Journal, January 25, 1976 PM

Upon starting this journal, I declared that I hoped I would never be desperate enough to go back and read it myself. I’ve already reached that point. I read entries for December 26 & 27, and it brought back some nice memories. <It surprised me a little how strong my emotions were for Sofia!> So what the hell’s wrong with reading your own diary - I feel no guilt!

We have another visitor, Joseph, who Jay met on the road & brought back this morning during a meeting of El Maizal’s co-op students & two Acajutla consumer co-op people which they held at the rancho {beach house}. He’s Canadian, a chemical engineer, a former "Canadian PCV" {Canadian Peace Corps Volunteer} in Malaysia, and traveling around in a nice red van (since September). He’s renounced conventional North American life as gluttonous & too mind-oriented, and is into yoga, and totally experiencing each moment. It strikes me as kind of egotistical, but he’s a nice, mellow dude. He’s going into San Salvador with Jay tomorrow, and leaving the van - which he’s excited about because he hasn’t slept anywhere but in it since he began his travels. He spent most of the afternoon monkeying around it also. It seems to me he’s as tied to that piece of metal as others are to North American intellectual ideas or politics or football, or as I am to the idea of studying physics (as a method of studying my universe).

I may have seen a sun burn out on some fellow travelers in the universe tonight. It was just a quick flash - maybe I only imagined it - but it could have been judgment day for a race of God-fearing beings somewhere.

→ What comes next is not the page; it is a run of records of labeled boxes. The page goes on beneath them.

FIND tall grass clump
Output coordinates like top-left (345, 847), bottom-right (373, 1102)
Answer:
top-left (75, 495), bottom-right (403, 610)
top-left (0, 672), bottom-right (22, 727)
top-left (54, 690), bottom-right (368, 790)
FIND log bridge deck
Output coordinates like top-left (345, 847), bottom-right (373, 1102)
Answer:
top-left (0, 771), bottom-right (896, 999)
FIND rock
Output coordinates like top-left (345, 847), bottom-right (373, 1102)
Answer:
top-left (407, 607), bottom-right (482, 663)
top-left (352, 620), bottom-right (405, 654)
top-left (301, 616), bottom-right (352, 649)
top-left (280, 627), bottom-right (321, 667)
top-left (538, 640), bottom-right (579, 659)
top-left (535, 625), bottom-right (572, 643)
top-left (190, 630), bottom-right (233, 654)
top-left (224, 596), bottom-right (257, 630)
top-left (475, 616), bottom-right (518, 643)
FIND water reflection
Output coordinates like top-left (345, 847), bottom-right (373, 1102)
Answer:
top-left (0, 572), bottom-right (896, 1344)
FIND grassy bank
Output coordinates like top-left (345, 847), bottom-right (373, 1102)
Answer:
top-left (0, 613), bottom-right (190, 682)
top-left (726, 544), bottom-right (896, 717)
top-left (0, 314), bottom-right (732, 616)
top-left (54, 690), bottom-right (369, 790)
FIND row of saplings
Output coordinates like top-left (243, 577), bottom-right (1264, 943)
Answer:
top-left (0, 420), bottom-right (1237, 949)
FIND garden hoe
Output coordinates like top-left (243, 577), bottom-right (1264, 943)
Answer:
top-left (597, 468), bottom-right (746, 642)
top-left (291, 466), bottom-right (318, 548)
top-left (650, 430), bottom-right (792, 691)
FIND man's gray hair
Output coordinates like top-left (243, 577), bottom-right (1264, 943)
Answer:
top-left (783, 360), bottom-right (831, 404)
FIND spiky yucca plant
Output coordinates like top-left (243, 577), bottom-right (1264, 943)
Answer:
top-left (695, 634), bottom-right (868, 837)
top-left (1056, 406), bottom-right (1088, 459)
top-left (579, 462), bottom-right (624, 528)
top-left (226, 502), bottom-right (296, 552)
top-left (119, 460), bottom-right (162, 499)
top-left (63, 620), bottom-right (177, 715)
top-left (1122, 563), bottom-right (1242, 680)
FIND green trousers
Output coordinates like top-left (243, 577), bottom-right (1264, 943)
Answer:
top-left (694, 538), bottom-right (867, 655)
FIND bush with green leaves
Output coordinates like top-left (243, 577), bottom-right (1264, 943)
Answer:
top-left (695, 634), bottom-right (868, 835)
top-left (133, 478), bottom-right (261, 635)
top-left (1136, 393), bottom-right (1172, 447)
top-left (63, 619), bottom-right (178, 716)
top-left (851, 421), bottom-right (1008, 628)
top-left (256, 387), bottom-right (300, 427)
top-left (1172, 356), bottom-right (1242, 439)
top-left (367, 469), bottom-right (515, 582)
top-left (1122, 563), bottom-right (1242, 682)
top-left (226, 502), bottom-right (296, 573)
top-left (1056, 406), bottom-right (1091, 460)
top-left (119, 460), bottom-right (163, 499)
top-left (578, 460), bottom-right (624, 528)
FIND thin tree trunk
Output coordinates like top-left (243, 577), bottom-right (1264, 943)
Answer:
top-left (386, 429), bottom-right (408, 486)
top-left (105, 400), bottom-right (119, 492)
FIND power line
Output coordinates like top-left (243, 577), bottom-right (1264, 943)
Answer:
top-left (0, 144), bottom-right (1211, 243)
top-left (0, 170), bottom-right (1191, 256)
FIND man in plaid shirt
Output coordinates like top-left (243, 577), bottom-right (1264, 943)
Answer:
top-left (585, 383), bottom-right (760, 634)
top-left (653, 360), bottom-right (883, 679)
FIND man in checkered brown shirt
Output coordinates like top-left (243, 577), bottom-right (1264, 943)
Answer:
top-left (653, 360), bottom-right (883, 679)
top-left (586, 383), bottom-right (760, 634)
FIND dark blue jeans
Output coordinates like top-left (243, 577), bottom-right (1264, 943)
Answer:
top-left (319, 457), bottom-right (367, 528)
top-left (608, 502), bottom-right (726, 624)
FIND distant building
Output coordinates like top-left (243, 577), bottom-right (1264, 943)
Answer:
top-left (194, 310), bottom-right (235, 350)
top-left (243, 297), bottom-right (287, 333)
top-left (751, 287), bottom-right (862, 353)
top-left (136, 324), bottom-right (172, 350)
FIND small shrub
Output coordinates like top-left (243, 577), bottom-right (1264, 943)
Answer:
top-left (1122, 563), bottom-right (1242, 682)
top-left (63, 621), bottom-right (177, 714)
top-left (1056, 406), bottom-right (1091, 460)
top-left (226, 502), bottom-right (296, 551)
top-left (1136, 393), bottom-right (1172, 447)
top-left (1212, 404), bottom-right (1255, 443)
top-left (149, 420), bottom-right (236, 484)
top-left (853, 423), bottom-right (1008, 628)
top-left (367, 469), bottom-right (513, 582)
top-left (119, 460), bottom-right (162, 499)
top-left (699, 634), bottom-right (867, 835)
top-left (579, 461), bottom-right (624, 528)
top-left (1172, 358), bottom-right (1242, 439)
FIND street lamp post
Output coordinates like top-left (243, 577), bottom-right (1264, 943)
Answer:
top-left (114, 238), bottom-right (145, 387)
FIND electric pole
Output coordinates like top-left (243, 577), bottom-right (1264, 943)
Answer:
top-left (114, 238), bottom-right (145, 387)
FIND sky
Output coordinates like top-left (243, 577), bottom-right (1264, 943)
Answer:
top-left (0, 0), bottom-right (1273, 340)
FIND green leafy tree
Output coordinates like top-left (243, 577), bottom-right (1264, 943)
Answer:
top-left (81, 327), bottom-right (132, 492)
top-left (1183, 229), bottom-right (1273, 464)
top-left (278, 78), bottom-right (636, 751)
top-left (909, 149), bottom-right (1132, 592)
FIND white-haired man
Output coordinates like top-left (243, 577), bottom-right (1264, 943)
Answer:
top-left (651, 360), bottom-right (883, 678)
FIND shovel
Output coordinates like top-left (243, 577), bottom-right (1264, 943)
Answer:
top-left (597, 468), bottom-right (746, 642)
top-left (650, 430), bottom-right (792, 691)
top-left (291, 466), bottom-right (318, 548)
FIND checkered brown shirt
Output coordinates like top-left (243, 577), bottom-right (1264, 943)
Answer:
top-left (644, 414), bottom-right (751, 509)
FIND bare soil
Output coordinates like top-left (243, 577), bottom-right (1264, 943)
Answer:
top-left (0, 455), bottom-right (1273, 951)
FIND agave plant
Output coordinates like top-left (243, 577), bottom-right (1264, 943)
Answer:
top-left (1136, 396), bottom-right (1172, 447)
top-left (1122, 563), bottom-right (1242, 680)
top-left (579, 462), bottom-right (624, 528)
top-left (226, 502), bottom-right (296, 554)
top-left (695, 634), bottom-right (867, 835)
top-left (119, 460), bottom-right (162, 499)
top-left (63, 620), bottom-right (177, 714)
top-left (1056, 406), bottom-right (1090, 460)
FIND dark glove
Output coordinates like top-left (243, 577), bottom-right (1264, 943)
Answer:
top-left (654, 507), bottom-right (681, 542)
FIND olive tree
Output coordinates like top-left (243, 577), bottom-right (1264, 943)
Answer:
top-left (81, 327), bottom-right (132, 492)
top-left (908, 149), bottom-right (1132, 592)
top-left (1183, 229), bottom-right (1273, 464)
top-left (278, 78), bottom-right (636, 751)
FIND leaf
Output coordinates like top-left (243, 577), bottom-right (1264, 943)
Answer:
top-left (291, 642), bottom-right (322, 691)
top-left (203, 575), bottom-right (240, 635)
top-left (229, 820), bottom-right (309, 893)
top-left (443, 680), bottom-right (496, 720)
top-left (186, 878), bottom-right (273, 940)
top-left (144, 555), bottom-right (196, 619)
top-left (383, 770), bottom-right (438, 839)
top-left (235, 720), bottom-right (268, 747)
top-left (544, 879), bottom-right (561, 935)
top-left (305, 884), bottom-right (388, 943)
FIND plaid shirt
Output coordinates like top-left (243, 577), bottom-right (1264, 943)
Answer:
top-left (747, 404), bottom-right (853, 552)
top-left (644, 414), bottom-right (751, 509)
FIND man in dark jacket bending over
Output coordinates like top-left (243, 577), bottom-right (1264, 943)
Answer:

A second recognition of our mortality was visited upon me tonight. A reference to a presumed George Meany stroke by Hunter S. Thompson in "Fear and Loathing" {"Fear and Loathing: On the Campaign Trail '72"} brought back a flash of the night two winters ago, when, in the middle of a coughing fit, Dad’s face turned so red & I put my fingers in his mouth to keep him from swallowing his tongue. We started to call a doctor, but he was coming out of it by then. He was so completely helpless, and when he came to he had no knowledge of the attack. I’ll never forget how mellow he was right after he came to - like risen from the dead - pale, calm, rational, yet bewildered, like a recovering amnesia victim.